Investment scams involve the scammer getting you to send money or provide personal details on the promise of big payouts, quick money, or guaranteed returns. According to Scamwatch, Australians lose more money to investment scams than any other type.
Investment scams can be very convincing. Scammers may look and sound highly professional, and it may be hard to tell if they are genuine investments or not.
There are various forms of investment scams. Common examples include:
Cryptocurrency scams involve using cryptocurrencies or digital currencies as a medium of exchange for an investment opportunity. Cryptocurrencies are highly volatile and can be very hard to track. Scammers may ask the unsuspecting victim to invest in a crypto platform with the promise of high and guaranteed returns. These can be fake trading platforms where the scammer is able to manipulate figures which may lead you to believe that your investment is gaining profit.
Ponzi schemes typically tend to pay existing investors with funds collected from new investors. They may promise to invest your money to generate high profit and guaranteed returns. However, it’s likely the perpetrators do not invest the money and instead they use your money to pay those who invested ahead of you and will repeat the same cycle as new investors join in.
Imposter bonds are when perpetrators present themselves as legitimate representatives or employees of financial firms offering high yield fixed term deposits or treasury bonds that are non-existent or untrue. You may be directed to pay funds into a bank account, and once you do that, it may be very hard to recover your funds.
Fake public offerings, referred to by the scammer as an IPO or an initial public offering, of shares from a “promising” company or from an industry sector that becomes “hot.” You may be directed to buy unregistered shares in a private company before the initial public is made aware of it, which usually turns out to be a bogus IPO, or such company is not engaging in an IPO.
Superannuation scams may lead to scammers creating superannuation accounts under your name or transferring your money to a fake superfund. They may promise different withdrawal methods, but you may end up losing your money and having your identity compromised.
Romance baiting is when scammers pretend to be potential future partners in a dating app or platform. After building a relationship with you online, the scammer may start asking for your personal information or finances and offer you some investment opportunities and starts asking you for money.
Celebrity endorsement scams may start with an offer of investment opportunity for a product, service, or material being endorsed by a celebrity. Often, these celebrities are linked to those products without their consent.
Gambling and sports betting may be about investing on a software with the promise of a game’s outcome or high returns. It may also be investing money to form a group with a pool of money, where the scammer will claim to bet on behalf of the group and share a percentage of the profits.

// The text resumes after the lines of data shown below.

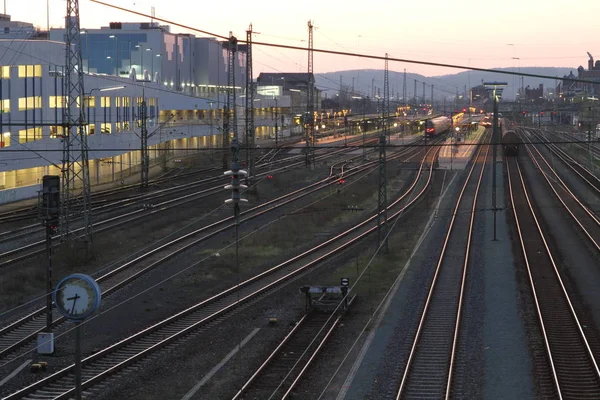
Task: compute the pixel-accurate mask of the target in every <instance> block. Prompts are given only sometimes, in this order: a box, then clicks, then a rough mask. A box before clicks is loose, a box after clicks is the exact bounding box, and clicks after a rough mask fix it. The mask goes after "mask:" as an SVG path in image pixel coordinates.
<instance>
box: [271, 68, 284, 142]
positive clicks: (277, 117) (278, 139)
mask: <svg viewBox="0 0 600 400" xmlns="http://www.w3.org/2000/svg"><path fill="white" fill-rule="evenodd" d="M282 79H283V78H282ZM273 100H275V148H277V147H279V139H278V138H277V137H278V136H279V129H278V128H279V126H278V125H277V121H278V120H279V115H278V108H279V107H278V104H277V98H276V97H275V96H273ZM271 111H273V109H271ZM271 118H273V113H272V112H271Z"/></svg>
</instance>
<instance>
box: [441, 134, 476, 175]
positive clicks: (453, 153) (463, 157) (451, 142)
mask: <svg viewBox="0 0 600 400" xmlns="http://www.w3.org/2000/svg"><path fill="white" fill-rule="evenodd" d="M484 132H485V128H483V127H479V128H477V130H476V131H475V132H474V133H472V134H470V135H469V136H467V137H462V138H461V139H462V141H459V139H458V138H457V137H451V138H448V139H446V141H445V142H444V147H442V150H441V151H440V155H439V157H438V161H439V167H440V168H441V169H450V170H454V169H457V170H464V169H465V168H466V167H467V165H468V164H469V161H470V160H471V157H472V156H473V154H475V149H477V145H478V144H479V141H480V140H481V138H482V137H483V133H484Z"/></svg>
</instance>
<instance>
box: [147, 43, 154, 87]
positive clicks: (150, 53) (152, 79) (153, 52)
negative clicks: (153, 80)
mask: <svg viewBox="0 0 600 400" xmlns="http://www.w3.org/2000/svg"><path fill="white" fill-rule="evenodd" d="M146 51H149V52H150V60H152V67H150V71H151V73H152V75H151V76H150V81H152V80H154V50H152V47H148V48H147V49H146Z"/></svg>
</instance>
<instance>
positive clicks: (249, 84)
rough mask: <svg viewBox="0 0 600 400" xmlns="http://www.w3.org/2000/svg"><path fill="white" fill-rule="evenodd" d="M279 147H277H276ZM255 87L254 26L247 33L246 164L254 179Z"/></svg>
mask: <svg viewBox="0 0 600 400" xmlns="http://www.w3.org/2000/svg"><path fill="white" fill-rule="evenodd" d="M275 146H277V145H275ZM255 147H256V146H255V144H254V86H253V85H252V24H250V27H249V28H248V30H247V31H246V162H247V165H248V172H249V174H247V175H246V184H248V177H249V176H251V177H254V156H255V153H254V148H255Z"/></svg>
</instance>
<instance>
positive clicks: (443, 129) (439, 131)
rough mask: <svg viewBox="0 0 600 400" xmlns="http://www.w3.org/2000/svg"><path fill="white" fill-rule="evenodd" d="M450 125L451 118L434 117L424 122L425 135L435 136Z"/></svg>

Watch out for the red flags
According to the Australian Securities and Investments Commission’s (ASIC) Moneysmart, signs of an investment scam may include:
- offering high investment returns
- the absence of an Australian Financial Services (AFS) licence
- frequent contact pressuring you to make fast decisions
- providing an investment prospectus that is not registered with the Australian Securities & Investments Commission (ASIC)
- the use of a reputable organisation’s name to instil credibility
Tips to help you protect yourself
- Take your time - Don't be pressured to make a quick decision with your money you may regret later.

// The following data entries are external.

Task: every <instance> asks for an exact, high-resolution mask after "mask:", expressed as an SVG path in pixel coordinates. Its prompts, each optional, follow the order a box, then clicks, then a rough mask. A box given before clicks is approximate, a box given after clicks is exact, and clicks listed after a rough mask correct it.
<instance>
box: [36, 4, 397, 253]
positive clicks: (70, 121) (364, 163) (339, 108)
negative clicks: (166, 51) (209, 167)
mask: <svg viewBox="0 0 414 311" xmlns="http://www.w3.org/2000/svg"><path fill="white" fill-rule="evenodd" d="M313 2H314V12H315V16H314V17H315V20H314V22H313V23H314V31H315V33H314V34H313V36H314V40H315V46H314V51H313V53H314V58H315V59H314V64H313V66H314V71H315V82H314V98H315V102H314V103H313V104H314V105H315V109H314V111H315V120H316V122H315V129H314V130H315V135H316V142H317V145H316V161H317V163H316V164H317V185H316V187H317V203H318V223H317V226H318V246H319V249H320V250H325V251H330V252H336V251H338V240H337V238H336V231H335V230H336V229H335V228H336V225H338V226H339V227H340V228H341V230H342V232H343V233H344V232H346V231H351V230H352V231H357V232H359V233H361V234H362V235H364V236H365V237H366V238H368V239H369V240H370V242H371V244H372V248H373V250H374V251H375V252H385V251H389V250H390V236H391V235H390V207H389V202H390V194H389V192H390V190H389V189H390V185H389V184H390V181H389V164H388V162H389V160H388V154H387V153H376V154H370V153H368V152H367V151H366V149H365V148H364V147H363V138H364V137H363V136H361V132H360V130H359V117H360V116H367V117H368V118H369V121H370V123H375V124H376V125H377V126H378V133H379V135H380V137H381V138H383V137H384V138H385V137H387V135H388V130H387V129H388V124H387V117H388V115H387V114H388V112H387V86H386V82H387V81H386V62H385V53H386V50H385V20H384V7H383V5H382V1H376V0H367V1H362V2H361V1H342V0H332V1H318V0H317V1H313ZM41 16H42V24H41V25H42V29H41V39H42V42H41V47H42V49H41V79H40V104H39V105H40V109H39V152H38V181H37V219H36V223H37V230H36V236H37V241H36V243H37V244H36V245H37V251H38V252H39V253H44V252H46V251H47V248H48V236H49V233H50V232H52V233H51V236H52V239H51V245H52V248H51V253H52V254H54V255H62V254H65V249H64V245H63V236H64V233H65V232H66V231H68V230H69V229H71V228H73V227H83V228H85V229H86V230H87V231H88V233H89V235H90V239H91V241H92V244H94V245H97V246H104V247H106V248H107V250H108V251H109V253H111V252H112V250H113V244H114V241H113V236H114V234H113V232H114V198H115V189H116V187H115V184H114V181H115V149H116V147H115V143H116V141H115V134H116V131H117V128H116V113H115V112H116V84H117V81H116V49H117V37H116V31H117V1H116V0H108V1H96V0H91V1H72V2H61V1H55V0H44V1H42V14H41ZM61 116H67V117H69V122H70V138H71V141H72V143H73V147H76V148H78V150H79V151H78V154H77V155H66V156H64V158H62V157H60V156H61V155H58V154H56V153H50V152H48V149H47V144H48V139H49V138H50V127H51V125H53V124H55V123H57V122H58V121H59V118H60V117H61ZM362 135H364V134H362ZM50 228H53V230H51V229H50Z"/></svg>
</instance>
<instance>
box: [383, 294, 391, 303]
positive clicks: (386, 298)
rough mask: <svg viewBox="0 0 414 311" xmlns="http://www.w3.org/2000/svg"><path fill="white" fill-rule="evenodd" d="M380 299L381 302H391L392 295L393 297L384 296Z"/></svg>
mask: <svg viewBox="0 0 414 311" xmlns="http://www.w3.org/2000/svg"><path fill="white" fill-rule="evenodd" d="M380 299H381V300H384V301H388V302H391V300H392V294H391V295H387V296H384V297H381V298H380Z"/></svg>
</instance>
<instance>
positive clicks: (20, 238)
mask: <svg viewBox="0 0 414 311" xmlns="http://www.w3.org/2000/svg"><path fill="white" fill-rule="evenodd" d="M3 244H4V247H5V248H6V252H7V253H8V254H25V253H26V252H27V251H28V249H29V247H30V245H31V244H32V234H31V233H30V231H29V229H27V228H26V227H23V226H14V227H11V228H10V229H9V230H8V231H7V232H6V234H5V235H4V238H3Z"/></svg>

- Trust your instincts - if an offer sounds too good to be true, it probably is.
- Always check any investment opportunity to make sure it's real, especially if approached through social media.
- Do your research before giving your details to an unsolicited caller or replying to emails offering financial advice or urgent investment opportunities.
- Check if a financial adviser is registered via the ASIC website and check ASIC’s list of companies you should not deal with. If the company that is asking for your investment is on the list - do not deal with them.